Views > November 13, 2007
Treaty of Detroit Repealed
The new contracts demonstrate that companies without unions, global labor markets and corporate power are dictating the future for American autoworkers—even for those who are in a union
By David Moberg
In 1950, General Motors and the United Auto Workers (UAW) signed the “Treaty of Detroit.” The landmark contract helped create mass prosperity and growing equality in America over the next two decades by setting a standard for other unions that even many non-union employers felt pressure to approximate. Workers shared in rising productivity, and unions shifted to employers many of the risks that come from life in a capitalist economy. The UAW won comprehensive health insurance, pensions, cost-of-living adjustments and income protection during economic downturns.
But the new contracts that the Big Three—GM, Chrysler and Ford—negotiated this fall effectively repeal that treaty. For more than three decades, auto executives, driven by the consequences of globalization and their own bumbling mismanagement, have attacked the treaty’s principles. The new contracts demonstrate that companies without unions, global labor markets and corporate power are dictating the future for American autoworkers—even for those who are in a union. The result will be greater insecurity and inequality for all workers, not just for the dwindling ranks of UAW members.
Two provisions stand out. First, the Big Three shifted their responsibility for retiree health insurance to a union-administered Voluntary Employee Beneficiary Association. That will likely shift future healthcare costs to retirees, given the unrealistic assumptions about its financing.

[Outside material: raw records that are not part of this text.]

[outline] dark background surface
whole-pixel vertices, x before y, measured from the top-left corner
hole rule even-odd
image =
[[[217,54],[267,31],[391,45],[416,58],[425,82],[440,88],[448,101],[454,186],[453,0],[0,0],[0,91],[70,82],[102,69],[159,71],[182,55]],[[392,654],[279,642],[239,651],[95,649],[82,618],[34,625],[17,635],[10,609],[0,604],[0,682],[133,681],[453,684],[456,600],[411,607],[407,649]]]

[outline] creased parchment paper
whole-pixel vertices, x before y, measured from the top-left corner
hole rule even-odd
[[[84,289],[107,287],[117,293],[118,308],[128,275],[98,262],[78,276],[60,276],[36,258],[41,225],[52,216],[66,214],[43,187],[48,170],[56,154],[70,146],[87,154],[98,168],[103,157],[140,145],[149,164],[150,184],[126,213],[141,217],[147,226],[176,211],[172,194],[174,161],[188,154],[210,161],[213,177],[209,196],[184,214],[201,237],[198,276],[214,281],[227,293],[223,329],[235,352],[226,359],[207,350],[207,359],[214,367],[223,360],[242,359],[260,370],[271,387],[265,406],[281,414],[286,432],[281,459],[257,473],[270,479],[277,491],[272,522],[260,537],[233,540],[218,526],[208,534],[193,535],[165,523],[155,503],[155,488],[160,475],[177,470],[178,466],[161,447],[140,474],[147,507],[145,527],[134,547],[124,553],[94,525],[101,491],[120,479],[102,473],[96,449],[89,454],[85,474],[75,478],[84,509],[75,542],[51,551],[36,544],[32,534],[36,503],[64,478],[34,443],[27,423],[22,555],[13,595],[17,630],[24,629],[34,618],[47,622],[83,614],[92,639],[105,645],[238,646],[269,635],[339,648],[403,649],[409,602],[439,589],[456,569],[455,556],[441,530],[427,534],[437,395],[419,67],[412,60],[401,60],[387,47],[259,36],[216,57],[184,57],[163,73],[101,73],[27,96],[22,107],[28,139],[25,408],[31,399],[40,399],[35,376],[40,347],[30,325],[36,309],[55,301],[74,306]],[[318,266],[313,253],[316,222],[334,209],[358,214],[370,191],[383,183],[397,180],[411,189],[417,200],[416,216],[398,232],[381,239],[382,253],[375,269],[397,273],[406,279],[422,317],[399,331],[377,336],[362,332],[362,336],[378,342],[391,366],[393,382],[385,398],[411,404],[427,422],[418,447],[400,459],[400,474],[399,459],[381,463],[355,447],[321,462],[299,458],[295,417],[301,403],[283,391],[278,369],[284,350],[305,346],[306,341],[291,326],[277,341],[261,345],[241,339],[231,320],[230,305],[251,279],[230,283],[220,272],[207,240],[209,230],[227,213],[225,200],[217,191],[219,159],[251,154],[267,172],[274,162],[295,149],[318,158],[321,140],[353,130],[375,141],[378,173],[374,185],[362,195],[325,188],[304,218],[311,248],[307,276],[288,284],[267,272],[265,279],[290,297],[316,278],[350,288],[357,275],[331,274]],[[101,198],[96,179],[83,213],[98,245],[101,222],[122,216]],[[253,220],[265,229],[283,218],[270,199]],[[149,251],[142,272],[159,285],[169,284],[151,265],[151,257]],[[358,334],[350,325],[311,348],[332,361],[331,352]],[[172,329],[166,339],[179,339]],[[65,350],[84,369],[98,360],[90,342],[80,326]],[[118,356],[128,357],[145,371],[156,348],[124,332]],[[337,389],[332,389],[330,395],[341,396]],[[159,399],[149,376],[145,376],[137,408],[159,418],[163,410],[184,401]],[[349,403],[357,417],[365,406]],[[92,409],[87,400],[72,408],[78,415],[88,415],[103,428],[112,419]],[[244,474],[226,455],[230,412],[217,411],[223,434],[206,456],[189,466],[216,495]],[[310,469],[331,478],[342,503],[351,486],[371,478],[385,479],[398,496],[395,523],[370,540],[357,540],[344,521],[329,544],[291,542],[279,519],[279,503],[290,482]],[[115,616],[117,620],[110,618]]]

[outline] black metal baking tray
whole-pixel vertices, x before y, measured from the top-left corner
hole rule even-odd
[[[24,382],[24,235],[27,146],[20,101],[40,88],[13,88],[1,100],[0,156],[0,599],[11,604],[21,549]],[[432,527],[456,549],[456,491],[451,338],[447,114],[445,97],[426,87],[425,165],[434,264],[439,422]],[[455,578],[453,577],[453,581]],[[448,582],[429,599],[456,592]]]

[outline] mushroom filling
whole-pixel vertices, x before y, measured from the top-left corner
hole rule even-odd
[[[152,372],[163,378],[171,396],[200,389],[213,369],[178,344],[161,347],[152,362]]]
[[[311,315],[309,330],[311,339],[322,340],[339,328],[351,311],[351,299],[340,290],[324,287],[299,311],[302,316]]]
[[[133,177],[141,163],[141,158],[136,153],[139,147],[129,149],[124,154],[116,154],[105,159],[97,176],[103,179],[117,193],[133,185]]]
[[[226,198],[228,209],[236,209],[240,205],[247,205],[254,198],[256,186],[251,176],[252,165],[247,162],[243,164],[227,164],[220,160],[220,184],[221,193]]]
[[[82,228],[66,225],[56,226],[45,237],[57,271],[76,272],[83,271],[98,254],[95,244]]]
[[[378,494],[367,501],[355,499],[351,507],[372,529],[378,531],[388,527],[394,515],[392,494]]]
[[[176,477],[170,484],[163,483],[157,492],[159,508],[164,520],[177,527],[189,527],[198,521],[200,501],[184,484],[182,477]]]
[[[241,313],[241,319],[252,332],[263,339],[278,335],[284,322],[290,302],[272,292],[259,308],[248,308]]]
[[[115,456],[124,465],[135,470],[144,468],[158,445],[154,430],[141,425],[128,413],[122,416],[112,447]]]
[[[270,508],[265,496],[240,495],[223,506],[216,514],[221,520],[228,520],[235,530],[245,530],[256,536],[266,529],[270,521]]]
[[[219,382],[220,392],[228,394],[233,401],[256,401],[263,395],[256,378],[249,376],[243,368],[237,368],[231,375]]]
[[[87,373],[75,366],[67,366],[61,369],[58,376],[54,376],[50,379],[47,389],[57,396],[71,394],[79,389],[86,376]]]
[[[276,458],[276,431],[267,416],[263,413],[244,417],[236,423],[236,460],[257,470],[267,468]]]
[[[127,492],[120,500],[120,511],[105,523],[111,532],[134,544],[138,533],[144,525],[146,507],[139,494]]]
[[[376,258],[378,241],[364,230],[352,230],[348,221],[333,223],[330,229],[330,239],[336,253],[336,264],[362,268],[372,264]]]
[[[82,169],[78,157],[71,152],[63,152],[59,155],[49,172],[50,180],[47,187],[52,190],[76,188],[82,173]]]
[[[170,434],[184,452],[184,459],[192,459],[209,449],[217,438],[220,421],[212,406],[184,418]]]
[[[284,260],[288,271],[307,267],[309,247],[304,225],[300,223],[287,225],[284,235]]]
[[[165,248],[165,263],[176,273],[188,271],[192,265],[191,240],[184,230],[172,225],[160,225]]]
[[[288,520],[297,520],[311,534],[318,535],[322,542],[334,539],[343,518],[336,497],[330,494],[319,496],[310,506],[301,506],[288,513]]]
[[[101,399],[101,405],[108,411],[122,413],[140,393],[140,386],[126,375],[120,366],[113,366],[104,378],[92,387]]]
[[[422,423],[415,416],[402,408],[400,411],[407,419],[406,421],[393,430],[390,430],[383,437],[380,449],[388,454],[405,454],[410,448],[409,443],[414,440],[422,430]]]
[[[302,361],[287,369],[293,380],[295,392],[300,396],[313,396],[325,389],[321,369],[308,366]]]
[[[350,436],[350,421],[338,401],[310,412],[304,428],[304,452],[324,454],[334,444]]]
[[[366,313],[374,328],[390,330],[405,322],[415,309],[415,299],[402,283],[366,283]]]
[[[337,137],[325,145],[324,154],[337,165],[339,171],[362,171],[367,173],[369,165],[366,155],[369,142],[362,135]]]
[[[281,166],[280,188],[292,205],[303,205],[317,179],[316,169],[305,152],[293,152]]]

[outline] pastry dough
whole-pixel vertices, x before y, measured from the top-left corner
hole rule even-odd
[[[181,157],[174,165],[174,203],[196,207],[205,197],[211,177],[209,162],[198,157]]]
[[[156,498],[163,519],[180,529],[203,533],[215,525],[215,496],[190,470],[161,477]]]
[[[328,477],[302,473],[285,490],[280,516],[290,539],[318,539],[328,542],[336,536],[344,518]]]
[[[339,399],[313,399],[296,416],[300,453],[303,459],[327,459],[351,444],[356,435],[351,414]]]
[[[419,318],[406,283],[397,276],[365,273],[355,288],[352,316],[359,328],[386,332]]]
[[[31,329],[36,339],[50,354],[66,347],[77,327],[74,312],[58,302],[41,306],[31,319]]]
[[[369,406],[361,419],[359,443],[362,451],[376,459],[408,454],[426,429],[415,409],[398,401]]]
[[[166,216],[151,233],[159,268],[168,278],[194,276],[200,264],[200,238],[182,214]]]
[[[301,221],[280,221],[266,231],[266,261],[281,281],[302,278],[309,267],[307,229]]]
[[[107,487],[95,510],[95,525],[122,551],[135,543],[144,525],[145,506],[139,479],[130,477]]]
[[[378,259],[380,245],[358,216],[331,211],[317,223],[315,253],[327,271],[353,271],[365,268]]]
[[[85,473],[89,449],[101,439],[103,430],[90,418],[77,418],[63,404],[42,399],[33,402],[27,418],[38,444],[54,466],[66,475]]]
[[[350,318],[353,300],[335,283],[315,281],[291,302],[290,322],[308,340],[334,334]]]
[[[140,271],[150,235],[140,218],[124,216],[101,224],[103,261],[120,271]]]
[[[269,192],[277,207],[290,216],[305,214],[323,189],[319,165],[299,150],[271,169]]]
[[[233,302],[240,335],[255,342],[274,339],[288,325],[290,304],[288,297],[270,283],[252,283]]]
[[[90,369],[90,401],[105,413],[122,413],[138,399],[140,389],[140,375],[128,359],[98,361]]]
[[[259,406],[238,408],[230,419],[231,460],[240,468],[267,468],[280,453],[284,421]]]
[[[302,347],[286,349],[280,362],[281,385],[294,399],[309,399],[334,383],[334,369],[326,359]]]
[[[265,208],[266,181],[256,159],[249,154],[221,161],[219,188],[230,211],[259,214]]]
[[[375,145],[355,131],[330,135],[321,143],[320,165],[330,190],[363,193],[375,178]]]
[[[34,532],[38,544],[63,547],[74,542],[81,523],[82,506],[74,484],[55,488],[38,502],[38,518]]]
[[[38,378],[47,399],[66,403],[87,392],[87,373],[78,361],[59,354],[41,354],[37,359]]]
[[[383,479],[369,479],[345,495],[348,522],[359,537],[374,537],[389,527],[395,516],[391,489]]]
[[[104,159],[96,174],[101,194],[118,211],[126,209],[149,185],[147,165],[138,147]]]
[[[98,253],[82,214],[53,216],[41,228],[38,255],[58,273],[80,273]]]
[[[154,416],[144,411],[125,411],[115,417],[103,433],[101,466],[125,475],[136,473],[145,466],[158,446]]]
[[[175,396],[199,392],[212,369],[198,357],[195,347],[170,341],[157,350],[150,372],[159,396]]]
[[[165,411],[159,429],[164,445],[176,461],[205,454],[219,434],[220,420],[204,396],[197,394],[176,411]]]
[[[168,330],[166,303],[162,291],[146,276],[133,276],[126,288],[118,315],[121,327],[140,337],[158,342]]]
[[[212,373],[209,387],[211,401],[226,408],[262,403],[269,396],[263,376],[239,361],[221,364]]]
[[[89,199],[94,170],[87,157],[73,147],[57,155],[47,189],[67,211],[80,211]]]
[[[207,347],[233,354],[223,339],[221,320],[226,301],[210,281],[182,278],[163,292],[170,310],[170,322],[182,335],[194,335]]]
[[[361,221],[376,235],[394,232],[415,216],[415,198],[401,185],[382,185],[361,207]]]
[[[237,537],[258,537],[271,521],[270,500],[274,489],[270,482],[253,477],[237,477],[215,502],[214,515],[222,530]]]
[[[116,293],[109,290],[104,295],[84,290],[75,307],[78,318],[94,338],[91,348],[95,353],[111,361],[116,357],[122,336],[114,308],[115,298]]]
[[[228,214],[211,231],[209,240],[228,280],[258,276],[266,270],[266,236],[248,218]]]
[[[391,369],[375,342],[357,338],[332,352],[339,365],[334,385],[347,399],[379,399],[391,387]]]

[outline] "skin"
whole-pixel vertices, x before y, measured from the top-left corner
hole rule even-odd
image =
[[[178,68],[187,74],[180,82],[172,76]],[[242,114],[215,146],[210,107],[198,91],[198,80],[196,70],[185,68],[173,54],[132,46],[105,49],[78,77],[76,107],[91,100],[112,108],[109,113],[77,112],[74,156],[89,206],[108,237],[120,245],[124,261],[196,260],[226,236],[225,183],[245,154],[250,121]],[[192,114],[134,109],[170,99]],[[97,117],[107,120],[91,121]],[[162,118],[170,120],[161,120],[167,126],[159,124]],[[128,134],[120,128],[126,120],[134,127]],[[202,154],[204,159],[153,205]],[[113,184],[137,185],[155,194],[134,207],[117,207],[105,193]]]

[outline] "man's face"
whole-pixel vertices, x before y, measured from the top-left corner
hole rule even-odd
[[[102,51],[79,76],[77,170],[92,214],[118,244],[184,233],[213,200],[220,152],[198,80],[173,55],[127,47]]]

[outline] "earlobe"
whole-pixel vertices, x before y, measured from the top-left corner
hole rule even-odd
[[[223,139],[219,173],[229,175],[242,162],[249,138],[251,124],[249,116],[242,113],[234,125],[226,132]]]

Second, companies will also pay newly hired workers in “non-core” jobs—which may account for as many as one-third of all jobs—approximately half of what current employees earn. What’s more, all new hires will have inferior pension and health plans.
The contract thus undermines the Treaty of Detroit’s principle of solidarity among workers, who all shared in the industry’s productivity increases. In exchange, the UAW won provisions for new investment in many plants. Important as they are, these provisions do not guarantee jobs, as Chrysler and GM demonstrated by announcing plans to layoff thousands shortly after workers ratified the contracts.
This sad outcome reflects historic failures of Big Three management, public policy and the UAW leadership. Management, mired in a short-term strategy that believes big vehicles mean big profits, failed to produce the efficient and high-quality vehicles that consumers increasingly demand.
Public policy failed on many counts. The auto companies resisted legislation requiring higher fuel efficiency standards that would have helped them transition to a more secure future. Despite former UAW President Walter Reuther’s prescient call in the ’50s for a small, efficient car, the union sided with management on efficiency standards.
Meanwhile, our dysfunctional healthcare system also hurt the Big Three’s ability to compete against imports and the foreign-owned nonunion factories in the United States. Yet the auto companies never threw their weight behind a single-payer public health insurance system, even though they knew from their operations in Canada that it is efficient. And organized labor failed to lead in building a united health care reform movement.
Critically, the UAW did not organize the new auto parts and assembly factories, making it harder to maintain union standards. The UAW’s task was made harder by labor’s historic failure to organize the South, where many of the new factories operate. The government, too, hindered those efforts by not protecting workers’ rights to organize.
Ultimately, the government and the UAW did not challenge corporate mismanagement enough to steer the companies toward the national interest. Now the new contract simply strenghthen worrisome trends: fewer good jobs, more inequality and greater insecurity for workers—in the auto industry and beyond.